/Pydantic Monty

Hack Monty 2: a $10,000 bounty to break our Python sandbox

4 mins

Round 1 of our Pydantic Monty bounty lasted less than 48 hours before someone broke out. We've patched the bug, re-audited the unsafe code around it, and we'd like you to have another go. This time for twice the money, and not on our own.

If you missed it: the first Hack Monty ran in April 2026 with a $5,000 bounty. The numbers were quite good:

  • ~1.5 million POST requests to the Hack Monty API
  • ~650 unique IP addresses
  • 65 submissions to the bounty form

Two people earned bounties:

  • Owen Kwan from Veria Labs took the full $5,000 with a remote code execution that exfiltrated the SECRET environment variable.
  • Stanislav Fort from AISLE found a weakness in Hack Monty's virtual filesystem - not enough to read the secret, but enough that we paid out a supplementary $300.

The RCE was a use-after-free triggered via list.sort and a missing GC root. If you want the gory details, David Hewitt wrote a full postmortem - it's worth reading before you start round 2.

Since round 1 we've:

  • Patched the underlying vulnerability in Monty v0.0.16 by extending the GC's root set to cover every object the relevant unsafe code depended on.
  • Re-audited the (small) set of unsafe blocks in Monty.
  • Hardened Hack Monty's virtual filesystem against the patterns Stanislav reported.

We're not claiming Monty is now bug-free. We expect minor logical bugs to keep turning up, and one and a half million requests doesn't exhaustively cover the attack surface. But the only way to find out what we missed is to put Monty back in front of you.

We're not the only team using Monty for safe AI code execution. For round 2 both Prefect and Hugging Face are sponsoring the bounty prize with us.

Prefect makes FastMCP. We're co-sponsoring Hack Monty because FastMCP 3.1's CodeMode — which lets agents discover and chain tools in Python instead of burning context on full catalogs — runs on Pydantic's Monty by default. We chose Monty because it's lightweight and runs embedded: no extra infrastructure, microsecond startup. Embedded also means a sandbox escape is a host compromise. Funding half of round 2's bounty is the cheapest way to get serious researchers pressure-testing it.

At Hugging Face we’re building the infrastructure for your agents. We use the fast, embeddable code execution sandbox from Pydantic Monty to simply - and safely - run model generated code in our MCP Server. We’re funding the Round 2 bounty to promote researching and solving security issues in the foundational components of the future.

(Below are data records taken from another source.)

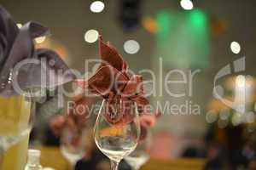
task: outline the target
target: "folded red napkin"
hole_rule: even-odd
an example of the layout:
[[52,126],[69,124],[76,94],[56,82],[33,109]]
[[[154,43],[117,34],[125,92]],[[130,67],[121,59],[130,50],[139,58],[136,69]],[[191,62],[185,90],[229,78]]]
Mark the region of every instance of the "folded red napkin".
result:
[[88,80],[79,80],[84,88],[106,99],[105,116],[110,123],[126,123],[134,116],[132,106],[143,108],[148,104],[144,97],[141,75],[131,75],[128,65],[109,43],[99,38],[101,65]]

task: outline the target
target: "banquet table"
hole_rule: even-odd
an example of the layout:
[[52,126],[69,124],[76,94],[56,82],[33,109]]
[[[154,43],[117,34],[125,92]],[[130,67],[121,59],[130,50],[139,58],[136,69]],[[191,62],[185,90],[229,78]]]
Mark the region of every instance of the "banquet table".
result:
[[[55,170],[70,170],[69,164],[62,156],[58,147],[40,147],[41,163],[44,167],[54,167]],[[179,159],[150,159],[142,170],[203,170],[206,160],[195,158]]]

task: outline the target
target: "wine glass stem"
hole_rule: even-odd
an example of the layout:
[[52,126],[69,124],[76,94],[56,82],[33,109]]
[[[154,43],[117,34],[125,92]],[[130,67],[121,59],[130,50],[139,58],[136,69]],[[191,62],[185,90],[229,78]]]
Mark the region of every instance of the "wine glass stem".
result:
[[4,154],[4,150],[2,148],[0,148],[0,170],[2,170],[3,168],[3,154]]
[[119,162],[111,160],[111,170],[118,170],[119,169]]

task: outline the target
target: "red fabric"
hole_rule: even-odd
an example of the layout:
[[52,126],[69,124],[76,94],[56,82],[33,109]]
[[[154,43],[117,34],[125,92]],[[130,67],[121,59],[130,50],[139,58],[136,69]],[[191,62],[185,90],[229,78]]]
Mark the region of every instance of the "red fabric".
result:
[[[110,123],[127,123],[132,120],[131,105],[134,102],[140,107],[148,105],[144,97],[143,81],[140,75],[129,75],[128,65],[117,50],[99,38],[101,65],[88,80],[79,80],[78,84],[89,88],[107,100],[105,114]],[[119,110],[113,110],[118,105]],[[118,113],[118,114],[116,114]]]

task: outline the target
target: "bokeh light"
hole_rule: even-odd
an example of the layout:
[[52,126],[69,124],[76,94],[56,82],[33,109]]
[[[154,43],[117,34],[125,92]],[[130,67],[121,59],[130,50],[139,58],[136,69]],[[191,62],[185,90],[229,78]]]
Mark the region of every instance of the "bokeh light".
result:
[[214,122],[216,122],[218,119],[218,114],[216,111],[214,110],[209,110],[207,113],[207,116],[206,116],[206,120],[208,123],[212,123]]
[[239,54],[241,51],[241,46],[237,42],[232,42],[230,43],[230,49],[234,54]]
[[22,27],[22,24],[20,24],[20,23],[17,23],[16,25],[17,25],[18,28],[21,28]]
[[181,0],[180,5],[185,10],[191,10],[194,8],[193,3],[190,0]]
[[46,37],[43,36],[43,37],[37,37],[35,39],[35,41],[36,41],[37,43],[43,43],[45,39],[46,39]]
[[246,84],[246,77],[245,76],[239,75],[236,78],[236,85],[239,88],[244,88]]
[[140,50],[140,44],[135,40],[128,40],[124,43],[124,49],[127,54],[134,54]]
[[93,13],[101,13],[104,8],[105,4],[102,1],[95,1],[90,6],[90,9]]
[[84,34],[84,41],[89,43],[93,43],[97,41],[99,37],[99,32],[96,30],[88,30]]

Short version: Monty is a minimal Python interpreter, written in Rust, that applications can use to run AI generated code right on the host. It starts from nothing and only exposes the functions you explicitly hand it - the opposite of the usual "container with a blacklist" approach. Startup is measured in microseconds, not seconds, and it can snapshot mid-execution so the host can resolve an external call and resume later.

If you want the longer version:

The honeypot still lives at hackmonty.com.

You can POST Python code to /run/ and it'll be run on the server with no sandbox beyond Monty itself.

curl -X POST https://hackmonty.com/run/ \
  -H 'content-type: application/json' \
  -d '{"code": "print(1 + 1)"}'

You should try to read either /app/secret.txt or the SECRET environment variable.

The full request/response schemas live in the Swagger docs and Redoc docs.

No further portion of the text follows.